Not that we didn't ask for them -- as part of the research for "Police State," we asked Sheriff's Joe Arpaio's office for exactly those inmates stats, (though from earlier, random dates).
Paul Chagolla, (pictured above), now a deputy chief with the office, refused to release the data, telling New Times that satisfying the request would violate federal law. Did something change, or was Chagolla lying?

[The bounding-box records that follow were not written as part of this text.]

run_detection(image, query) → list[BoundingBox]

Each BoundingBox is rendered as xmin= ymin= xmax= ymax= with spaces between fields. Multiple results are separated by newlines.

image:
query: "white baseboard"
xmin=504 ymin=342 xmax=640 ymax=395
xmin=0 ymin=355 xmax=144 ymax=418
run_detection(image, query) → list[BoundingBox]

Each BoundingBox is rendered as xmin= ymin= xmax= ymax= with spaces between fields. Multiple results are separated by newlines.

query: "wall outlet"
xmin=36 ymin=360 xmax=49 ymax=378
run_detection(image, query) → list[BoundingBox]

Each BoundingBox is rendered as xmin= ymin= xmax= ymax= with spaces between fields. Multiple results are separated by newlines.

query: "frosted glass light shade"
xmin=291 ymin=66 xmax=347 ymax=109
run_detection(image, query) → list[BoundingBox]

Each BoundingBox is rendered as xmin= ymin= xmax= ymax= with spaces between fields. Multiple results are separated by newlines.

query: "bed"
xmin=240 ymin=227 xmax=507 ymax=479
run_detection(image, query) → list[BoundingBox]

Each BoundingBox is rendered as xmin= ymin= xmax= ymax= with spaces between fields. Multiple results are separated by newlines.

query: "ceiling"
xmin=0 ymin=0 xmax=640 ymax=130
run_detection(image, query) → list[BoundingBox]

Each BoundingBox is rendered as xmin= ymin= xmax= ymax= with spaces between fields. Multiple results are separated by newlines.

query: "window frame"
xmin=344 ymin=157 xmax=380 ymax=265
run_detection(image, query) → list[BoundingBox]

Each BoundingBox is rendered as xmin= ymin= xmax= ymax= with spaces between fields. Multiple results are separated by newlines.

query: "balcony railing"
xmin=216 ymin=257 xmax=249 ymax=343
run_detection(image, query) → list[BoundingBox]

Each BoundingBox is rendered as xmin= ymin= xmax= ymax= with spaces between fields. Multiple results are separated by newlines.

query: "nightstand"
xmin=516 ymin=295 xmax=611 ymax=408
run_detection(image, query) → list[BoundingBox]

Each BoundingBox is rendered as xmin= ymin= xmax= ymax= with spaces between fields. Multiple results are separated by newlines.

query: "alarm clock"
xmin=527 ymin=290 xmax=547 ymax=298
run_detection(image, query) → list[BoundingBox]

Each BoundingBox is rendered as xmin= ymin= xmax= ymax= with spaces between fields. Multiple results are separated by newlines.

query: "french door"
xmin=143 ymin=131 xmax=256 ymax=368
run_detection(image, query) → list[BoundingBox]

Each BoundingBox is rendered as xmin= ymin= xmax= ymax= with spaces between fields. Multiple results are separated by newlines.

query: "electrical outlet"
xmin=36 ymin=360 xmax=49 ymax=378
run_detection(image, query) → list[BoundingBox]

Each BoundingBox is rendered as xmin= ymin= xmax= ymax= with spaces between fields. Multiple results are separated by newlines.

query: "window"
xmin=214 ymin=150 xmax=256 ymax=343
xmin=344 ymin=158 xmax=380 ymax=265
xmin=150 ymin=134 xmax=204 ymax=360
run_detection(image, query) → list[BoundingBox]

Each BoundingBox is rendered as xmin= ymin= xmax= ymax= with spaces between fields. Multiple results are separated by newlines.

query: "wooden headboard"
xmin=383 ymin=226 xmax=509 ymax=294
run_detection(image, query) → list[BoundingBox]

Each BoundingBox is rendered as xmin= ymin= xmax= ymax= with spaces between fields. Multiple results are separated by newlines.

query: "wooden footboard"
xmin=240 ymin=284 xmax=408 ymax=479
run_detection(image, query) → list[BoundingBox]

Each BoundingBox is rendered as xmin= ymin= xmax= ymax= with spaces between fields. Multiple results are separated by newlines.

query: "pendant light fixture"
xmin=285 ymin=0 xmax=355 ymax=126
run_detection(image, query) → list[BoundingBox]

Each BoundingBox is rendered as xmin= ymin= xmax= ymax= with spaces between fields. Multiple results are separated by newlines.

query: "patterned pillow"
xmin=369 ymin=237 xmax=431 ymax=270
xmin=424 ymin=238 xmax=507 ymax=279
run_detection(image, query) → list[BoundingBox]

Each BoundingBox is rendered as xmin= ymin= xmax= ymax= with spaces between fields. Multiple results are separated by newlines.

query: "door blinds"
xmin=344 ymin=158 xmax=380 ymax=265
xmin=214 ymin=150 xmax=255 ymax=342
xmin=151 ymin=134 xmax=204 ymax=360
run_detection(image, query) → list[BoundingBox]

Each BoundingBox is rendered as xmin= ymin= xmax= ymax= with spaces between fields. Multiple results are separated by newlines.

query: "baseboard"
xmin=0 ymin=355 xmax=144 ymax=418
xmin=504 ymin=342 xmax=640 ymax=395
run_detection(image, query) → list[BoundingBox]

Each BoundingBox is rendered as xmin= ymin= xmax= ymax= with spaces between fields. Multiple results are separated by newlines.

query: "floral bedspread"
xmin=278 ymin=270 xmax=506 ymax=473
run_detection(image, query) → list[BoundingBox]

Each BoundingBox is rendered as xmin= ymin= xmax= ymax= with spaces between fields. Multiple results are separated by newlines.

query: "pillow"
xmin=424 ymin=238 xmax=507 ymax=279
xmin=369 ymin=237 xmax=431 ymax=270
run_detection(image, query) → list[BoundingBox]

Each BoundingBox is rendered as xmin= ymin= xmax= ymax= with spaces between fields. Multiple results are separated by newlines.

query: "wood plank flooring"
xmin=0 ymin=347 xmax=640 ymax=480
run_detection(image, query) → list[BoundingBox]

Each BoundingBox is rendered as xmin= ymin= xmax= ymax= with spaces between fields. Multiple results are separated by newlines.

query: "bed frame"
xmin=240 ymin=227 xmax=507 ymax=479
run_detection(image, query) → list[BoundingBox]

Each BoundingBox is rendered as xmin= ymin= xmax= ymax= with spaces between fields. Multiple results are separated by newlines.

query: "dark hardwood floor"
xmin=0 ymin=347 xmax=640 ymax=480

Chagolla, who left the sheriff's public relations office on a bad note, is now the
records division chief. [P.M. Correction to this A.M. blog post: That's criminal records, not public records, which dulls our point here but does not totally blunt it]. Oy. With him in charge, we don't have to wonder why Arpaio's office has failed to release a completed report we requested last August, or why he reportedly gave false information last week to the state Senate Judiciary Committee hearing on fugitive warrants.
As to the stats themselves:
We didn't notice any "passenger failed to show ID" arrests, which could be considered the most minor of crimes -- especially when those arrests are based on bogus underlying violations. There were a few "driver failed to show ID" arrests. And there was one arrest -- and subsequent voluntary deportation, no doubt -- for fishing without a license.
The alleged crimes committed (sample below) by the illegal immigrants booked into jail, however, are not mostly victimless. Advocates for undocumented workers who commit crimes have a tall hurdle to clear in explaining why society would benefit more from the old "catch-and-release" method.